Create index by concatenating other indices.

Parameters:: index_list (list) – Indices to be concatenated. Each item is expected to contain index property with 1-d sequence of indices.
Returns:: Contains one common index.
Return type:: DatasetIndex

create_batch(index, pos=True, as_array=False, *args, **kwargs)[source]

Create a batch from given indices.

Parameters:

index (int, slice, list, numpy.array or DatasetIndex) –
If ‘pos’ is True, then ‘index’ should contain positions of items in the current index to be returned as separate batch.

If ‘pos’ is False, then ‘index’ should contain indices to be returned as separate batch (so expected batch is just the very same index).
pos (bool) – Whether to return indices or positions
as_array (bool) – Whether to return array or an instance of DatasetIndex

Returns:

Part of initial DatasetIndex, specified by ‘index’.

Return type:

DatasetIndex or numpy.array

Examples

Create DatasetIndex with first 100 natural numbers, then get batch with every second item

>>> DatasetIndex(100).create_batch(index=2*numpy.arange(50))

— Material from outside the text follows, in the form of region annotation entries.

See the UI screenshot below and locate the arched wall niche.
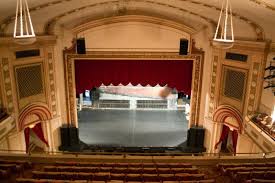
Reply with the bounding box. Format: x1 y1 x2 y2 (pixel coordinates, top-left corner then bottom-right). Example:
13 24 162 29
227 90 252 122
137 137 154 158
213 105 243 133
18 103 52 131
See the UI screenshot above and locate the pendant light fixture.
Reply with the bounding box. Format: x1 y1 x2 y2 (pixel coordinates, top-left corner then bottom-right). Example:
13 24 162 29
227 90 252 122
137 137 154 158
213 0 234 49
13 0 36 45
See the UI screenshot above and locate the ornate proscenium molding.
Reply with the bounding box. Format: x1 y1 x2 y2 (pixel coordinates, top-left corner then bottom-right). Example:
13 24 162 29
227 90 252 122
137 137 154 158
0 0 266 40
64 51 204 126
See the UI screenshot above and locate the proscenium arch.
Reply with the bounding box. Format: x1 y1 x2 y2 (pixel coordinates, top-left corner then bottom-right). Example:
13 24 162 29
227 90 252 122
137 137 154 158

create_subset(index)[source]: Return a new index object based on the subset of indices given.

classmethod from_index(*args, **kwargs)[source]: Create index from another index.

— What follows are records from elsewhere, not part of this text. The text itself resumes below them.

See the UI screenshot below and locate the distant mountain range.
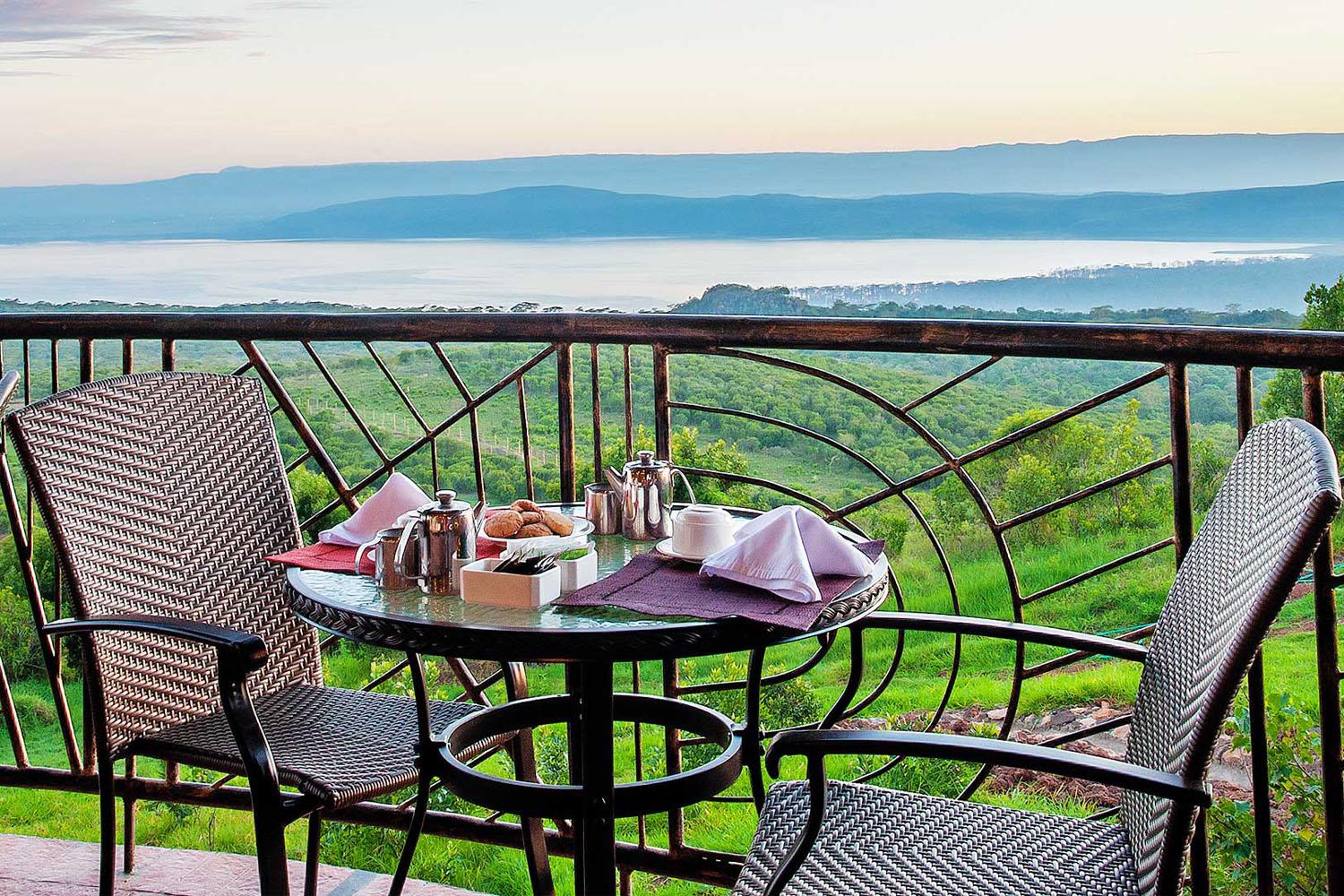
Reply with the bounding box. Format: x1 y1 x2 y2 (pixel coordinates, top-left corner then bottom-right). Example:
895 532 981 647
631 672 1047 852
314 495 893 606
0 134 1344 242
239 181 1344 240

gen_batch(batch_size, shuffle=False, n_iters=None, n_epochs=None, drop_last=False, notifier=False, iter_params=None)[source]

Generate batches

Parameters:

batch_size (int) – Desired number of items in the batch (the actual batch could contain fewer items).
shuffle – specifies the order of items (see shuffle())
n_iters (int) – Number of iterations to make (only one of n_iters and n_epochs should be specified).
n_epochs (int) – Number of epochs required (only one of n_iters and n_epochs should be specified).
drop_last (bool) –
If True, drops the last batch (in each epoch) if it contains fewer than batch_size items. If False, than the last batch in each epoch could contain repeating indices (which might be a problem) and the very last batch could contain fewer than batch_size items.

For instance, gen_batch(3, shuffle=False, n_epochs=2, drop_last=False) for a dataset with 4 items returns indices [0,1,2], [3,0,1], [2,3]. While gen_batch(3, shuffle=False, n_epochs=2, drop_last=True) returns indices [0,1,2], [0,1,2].

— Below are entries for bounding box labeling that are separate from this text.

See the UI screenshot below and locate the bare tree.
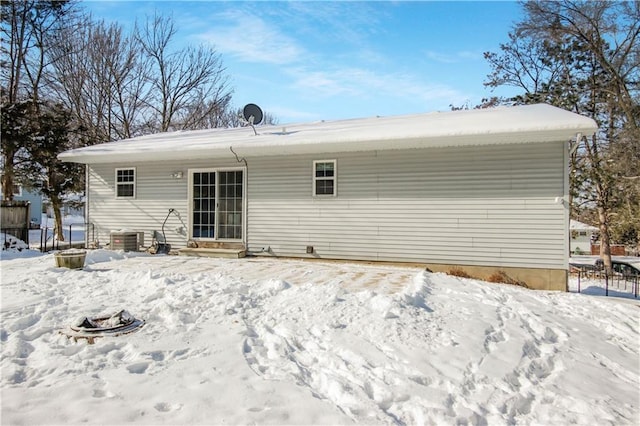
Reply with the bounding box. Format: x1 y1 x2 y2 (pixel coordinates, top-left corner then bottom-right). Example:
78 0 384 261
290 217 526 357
137 14 231 132
0 0 75 200
485 0 640 270
56 17 146 143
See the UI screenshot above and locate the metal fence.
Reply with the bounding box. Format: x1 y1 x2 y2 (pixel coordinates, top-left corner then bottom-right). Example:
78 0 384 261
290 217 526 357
39 223 95 253
572 265 640 298
0 223 95 253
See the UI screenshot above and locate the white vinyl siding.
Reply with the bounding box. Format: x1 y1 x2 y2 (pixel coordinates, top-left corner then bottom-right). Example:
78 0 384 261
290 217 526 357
89 142 569 269
248 142 567 269
88 159 238 248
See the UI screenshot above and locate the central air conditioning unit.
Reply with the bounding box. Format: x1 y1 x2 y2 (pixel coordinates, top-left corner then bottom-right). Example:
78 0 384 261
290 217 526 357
109 231 144 251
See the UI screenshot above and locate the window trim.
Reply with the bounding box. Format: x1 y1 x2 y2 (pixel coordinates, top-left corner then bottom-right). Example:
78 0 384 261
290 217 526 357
114 167 138 199
311 159 338 198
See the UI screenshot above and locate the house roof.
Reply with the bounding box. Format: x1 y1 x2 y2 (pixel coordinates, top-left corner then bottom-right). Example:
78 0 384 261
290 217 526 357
569 219 600 231
58 104 597 164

Take into account that gen_batch(3, shuffle=True, n_epochs=2, drop_last=False) could return batches [3,0,1], [2,0,2], [1,3]. Here the second batch contains two items with the same index “2”. This might become a problem if some action uses batch.get_pos() or batch.index.get_pos() methods so that one of the identical items will be missed. However, there is nothing to worry about if you don’t iterate over batch items explicitly (i.e. for item in batch) or implicitly (through batch[ix]).
notifier (str, dict, or instance of .Notifier) – Configuration of displayed progress bar, if any. If str or dict, then parameters of .Notifier initialization. For more details about notifying capabilities, refer to .Notifier documentation.

Yields:

An instance of the same class with a subset of indices

Raises:

ValueError – When n_epochs and n_iters have been passed at the same time.

Examples

for index_batch in index.gen_batch(BATCH_SIZE, shuffle=True, n_epochs=2, drop_last=True):
    # do whatever you want

classmethod get_default_iter_params(): Return iteration params with default values to start iteration from scratch

get_pos(index)[source]

Return position of an item in the index.

Parameters:

index (int, str, slice or Iterable) –

Items to return positions of.

int, str
Return position of that item in the DatasetIndex.
slice, Iterable
Return positions of multiple items, specified by argument.

Returns:

Positions of specified items in DatasetIndex.

Return type:

numpy.array

Examples

Create DatasetIndex that holds index of images and get position of one of them

>>> DatasetIndex(['image_0', 'image_1']).get_pos('image_1')

property index

the dataset’s index

Type:: dataset.DatasetIndex

property indices

an array with the indices

Type:: numpy.ndarray

property is_split

True if dataset has been split into train / test / validation subsets

Type:: bool

next_batch(batch_size, shuffle=False, n_iters=None, n_epochs=None, drop_last=False, iter_params=None)[source]

Return the next batch

Parameters:

batch_size (int) – Desired number of items in the batch (the actual batch could contain fewer items)
shuffle – Specifies the order of items (see shuffle())
n_iters (int) – Number of iterations to make (only one of n_iters and n_epochs should be specified).
n_epochs (int) – Number of epochs required (only one of n_iters and n_epochs should be specified).
drop_last (bool) –
If True, drops the last batch (in each epoch) if it contains fewer than batch_size items. If False, than the last batch in each epoch could contain repeating indices (which might be a problem) and the very last batch could contain fewer than batch_size items.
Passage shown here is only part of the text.